If initial lunar construction can be done by telerobots, mass to LEO would be a small fraction that needed for sending humans for an eight month interplanetary journey.

[williatw]

Just how quickly would boil off of propellant O2 & H2 occur? How long would it take to lose say 5-10% of your propellant while parked in earth orbit? How much time would there be to prior to the opening of a mars window to make multiple launches to earth orbit without worrying about significant boil off? We talking weeks? Days? Hours/minutes? The more time you have to make the launches before the launch window to mars opens, the less the strain on terrestrial launch facilities. Of course if Musk makes rockets re-usable, then the cheaper costs of launches would likely cause a greater increase in the no. of launches and inevitably more launch capacity would occur anyway, mars mission or naught. Also I seem to recall you championing the idea of propellant depots from lunar resources in low earth orbit and/or Lagrangian points. I assume they would have to deal with the issue of boil off as well. Would think there would likely be propellant depots in earth orbit launched from earth probably long before the lunar ones would be available.

[HopDavid]

Also I seem to recall you championing the idea of propellant depots from lunar resources in low earth orbit and/or Lagrangian points. I assume they would have to deal with the issue of boil off as well. Would think there would likely be propellant depots in earth orbit launched from earth probably long before the lunar ones would be available.

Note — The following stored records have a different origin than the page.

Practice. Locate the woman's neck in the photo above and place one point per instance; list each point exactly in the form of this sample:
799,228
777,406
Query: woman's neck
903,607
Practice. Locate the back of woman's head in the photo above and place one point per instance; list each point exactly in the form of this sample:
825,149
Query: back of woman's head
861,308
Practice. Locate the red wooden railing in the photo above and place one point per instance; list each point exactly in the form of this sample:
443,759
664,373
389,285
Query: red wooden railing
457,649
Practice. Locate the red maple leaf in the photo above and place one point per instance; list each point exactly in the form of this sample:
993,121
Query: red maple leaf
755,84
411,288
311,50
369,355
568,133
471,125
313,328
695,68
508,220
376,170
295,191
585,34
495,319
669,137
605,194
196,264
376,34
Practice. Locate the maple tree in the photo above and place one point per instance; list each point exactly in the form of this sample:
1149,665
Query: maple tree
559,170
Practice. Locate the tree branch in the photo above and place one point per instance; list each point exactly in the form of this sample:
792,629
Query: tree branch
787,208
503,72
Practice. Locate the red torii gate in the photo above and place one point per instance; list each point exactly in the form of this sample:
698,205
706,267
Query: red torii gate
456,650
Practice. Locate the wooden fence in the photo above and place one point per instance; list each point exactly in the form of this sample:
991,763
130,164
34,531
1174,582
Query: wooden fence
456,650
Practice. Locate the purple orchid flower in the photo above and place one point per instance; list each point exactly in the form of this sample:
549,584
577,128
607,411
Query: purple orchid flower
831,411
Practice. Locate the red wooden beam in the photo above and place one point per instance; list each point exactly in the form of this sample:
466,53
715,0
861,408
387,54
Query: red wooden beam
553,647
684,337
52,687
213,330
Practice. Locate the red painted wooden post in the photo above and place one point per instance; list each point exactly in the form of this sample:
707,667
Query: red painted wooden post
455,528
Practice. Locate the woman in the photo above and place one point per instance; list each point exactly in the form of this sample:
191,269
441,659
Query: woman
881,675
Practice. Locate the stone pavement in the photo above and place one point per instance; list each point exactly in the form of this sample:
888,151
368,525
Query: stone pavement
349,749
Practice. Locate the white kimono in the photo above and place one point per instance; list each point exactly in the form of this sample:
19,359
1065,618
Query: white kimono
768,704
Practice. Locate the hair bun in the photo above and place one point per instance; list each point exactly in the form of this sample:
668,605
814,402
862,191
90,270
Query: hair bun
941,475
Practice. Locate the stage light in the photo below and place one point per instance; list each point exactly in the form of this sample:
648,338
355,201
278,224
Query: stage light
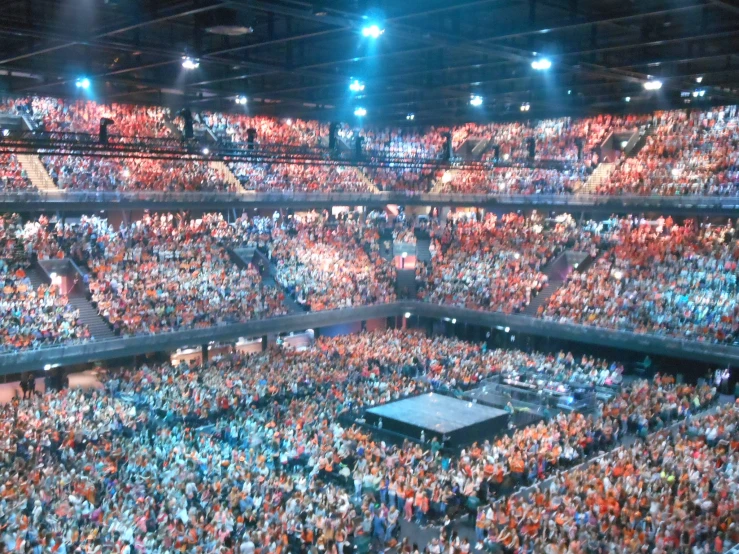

More frequent launch windows enables a higher through put. When a depot is used once a month rather then once a year, boil off is less of an issue. This is one of the reasons lunar architecture is more more amenable to propellant depots.

There would be less boil off in EML1 or EML2. These can be made colder than low earth orbit. These staging platforms not only have delta V advantages, but they're a better thermal environment for cryogenic propellant storage.

[Skipjack]

These are mostly propellant, which doesn't store well in LEO.

There are several studies that say otherwise. Also, there are propellants that are not cryogenic.

[HopDavid]

These are mostly propellant, which doesn't store well in LEO.

There are several studies that say otherwise.

Are they online? Could you give a url? I'm interested in that sort of stuff.

Also, there are propellants that are not cryogenic.

Hydrogen is one of the best chemical fuels. If you use other fuels, your mass fraction will be even more challenging.

Oxygen's cryogenic but not as difficult to store as hydrogen.

[KitemanSA]

Yes it is which is why I prefaced it by saying if Musk succeeds in developing reusable rockets. This would lower the cost of putting mass in orbit by at least one and probably two orders of magnitude. Instead of thousands of dollars per pound low hundreds or maybe even tens of dollars per pound.

Tens of dollars per pound is exceedingly optimistic even if Musk does achieve reusable rockets to LEO.
.

The energy used to get to Sydney from the States is greater than that needed to get to orbit. And most anyone can fly to Sydney for less than $10 per pound. Get the flight rate up and the same will apply to orbit.

[KitemanSA]

Just how quickly would boil off of propellant O2 & H2 occur?

Store it as solid water and I'd say "not quickly at all"!

[tomclarke]

Yes it is which is why I prefaced it by saying if Musk succeeds in developing reusable rockets. This would lower the cost of putting mass in orbit by at least one and probably two orders of magnitude. Instead of thousands of dollars per pound low hundreds or maybe even tens of dollars per pound.

Tens of dollars per pound is exceedingly optimistic even if Musk does achieve reusable rockets to LEO.
.

The energy used to get to Sydney from the States is greater than that needed to get to orbit. And most anyone can fly to Sydney for less than $10 per pound. Get the flight rate up and the same will apply to orbit.

10 hour 747 flight uses ~ 150,000 litres of fuel. And carries ~100,000kg load That is an FMR of ~ 1:1

Realistic FMR for LEO is 16:1.

Maybe Sydney/US needs two 10 hour flights? But even so it looks like LEO is 10X more expensive (in fuel weight) than travel to Sydney?

Add to this that rocket fuel is more expensive than jet fuel.

of course, fuel cost is still insignificant compared with other stuff.